On 2023-08-04 18:44, Corey Hickey wrote:
>> Buffered writes won't guarantee you alignment, either, In fact, it's
>> much more likely to do weird stuff than direct IO. If your
>> filesystem is empty, then buffered writes can look *really good*,
>> but once the filesystem starts being used and has lots of
>> discontiguous free space or the system is busy enough that writeback
>> can't lock contiguous ranges of pages, writeback IO will look a
>> whole lot less pretty and you have little control over what
>> it does....
> 
> I'll keep that in mind. This filesystem doesn't get extensive writes
> except when restoring from backup. That is why I started looking at
> alignment, though--restoring from backup onto a new array with new
> disks was incurring lots of RMW, reads were very delayed, and the
> kernel was warning about hung tasks.

I tested and learned further.
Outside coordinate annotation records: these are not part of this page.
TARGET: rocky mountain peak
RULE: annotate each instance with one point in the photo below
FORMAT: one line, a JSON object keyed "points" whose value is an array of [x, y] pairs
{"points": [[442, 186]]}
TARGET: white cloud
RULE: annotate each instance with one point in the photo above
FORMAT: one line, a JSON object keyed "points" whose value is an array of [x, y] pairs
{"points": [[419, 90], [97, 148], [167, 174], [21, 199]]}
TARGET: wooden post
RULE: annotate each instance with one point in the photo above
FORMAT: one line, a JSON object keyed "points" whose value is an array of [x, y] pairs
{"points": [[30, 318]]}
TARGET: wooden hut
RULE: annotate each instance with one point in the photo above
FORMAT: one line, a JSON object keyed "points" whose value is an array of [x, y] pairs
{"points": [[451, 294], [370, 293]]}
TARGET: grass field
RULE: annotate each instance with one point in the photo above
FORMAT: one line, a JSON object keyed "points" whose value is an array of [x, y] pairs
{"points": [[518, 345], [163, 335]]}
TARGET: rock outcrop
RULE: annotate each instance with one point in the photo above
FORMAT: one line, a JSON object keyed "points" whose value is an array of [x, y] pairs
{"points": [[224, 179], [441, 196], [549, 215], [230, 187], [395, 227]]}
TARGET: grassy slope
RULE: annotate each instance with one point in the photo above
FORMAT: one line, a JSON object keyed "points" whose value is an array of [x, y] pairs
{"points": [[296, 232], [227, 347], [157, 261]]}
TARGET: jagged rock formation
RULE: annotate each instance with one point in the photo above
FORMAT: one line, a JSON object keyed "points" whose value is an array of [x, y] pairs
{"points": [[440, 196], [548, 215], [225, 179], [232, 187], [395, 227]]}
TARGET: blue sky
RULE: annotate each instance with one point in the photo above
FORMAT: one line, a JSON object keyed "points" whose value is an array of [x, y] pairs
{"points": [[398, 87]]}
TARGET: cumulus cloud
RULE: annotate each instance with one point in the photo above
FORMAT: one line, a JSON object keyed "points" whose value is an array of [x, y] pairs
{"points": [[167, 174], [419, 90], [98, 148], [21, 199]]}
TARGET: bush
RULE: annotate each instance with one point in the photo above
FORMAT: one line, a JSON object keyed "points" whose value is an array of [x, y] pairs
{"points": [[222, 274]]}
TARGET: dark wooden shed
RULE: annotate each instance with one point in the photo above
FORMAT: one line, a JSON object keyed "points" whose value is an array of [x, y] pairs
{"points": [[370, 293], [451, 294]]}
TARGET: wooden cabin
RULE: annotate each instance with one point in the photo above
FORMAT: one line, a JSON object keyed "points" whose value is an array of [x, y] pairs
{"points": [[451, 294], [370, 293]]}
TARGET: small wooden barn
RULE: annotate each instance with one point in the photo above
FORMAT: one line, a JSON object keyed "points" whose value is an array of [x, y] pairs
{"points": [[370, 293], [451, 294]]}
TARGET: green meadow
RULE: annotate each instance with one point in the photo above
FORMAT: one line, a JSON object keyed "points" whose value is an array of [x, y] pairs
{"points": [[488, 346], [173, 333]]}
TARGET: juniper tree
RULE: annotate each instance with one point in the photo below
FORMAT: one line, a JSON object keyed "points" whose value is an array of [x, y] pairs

The root cause does not seem to be
excessive RMW--the root cause seems to be that the drives in my new
array do not handle the RMW nearly as well as the drives I had used
before.

Under different usage, I had previously noticed reduced performance on
"parallel" reads of the new drives as compared to my older drives,
though I didn't investigate further at the time.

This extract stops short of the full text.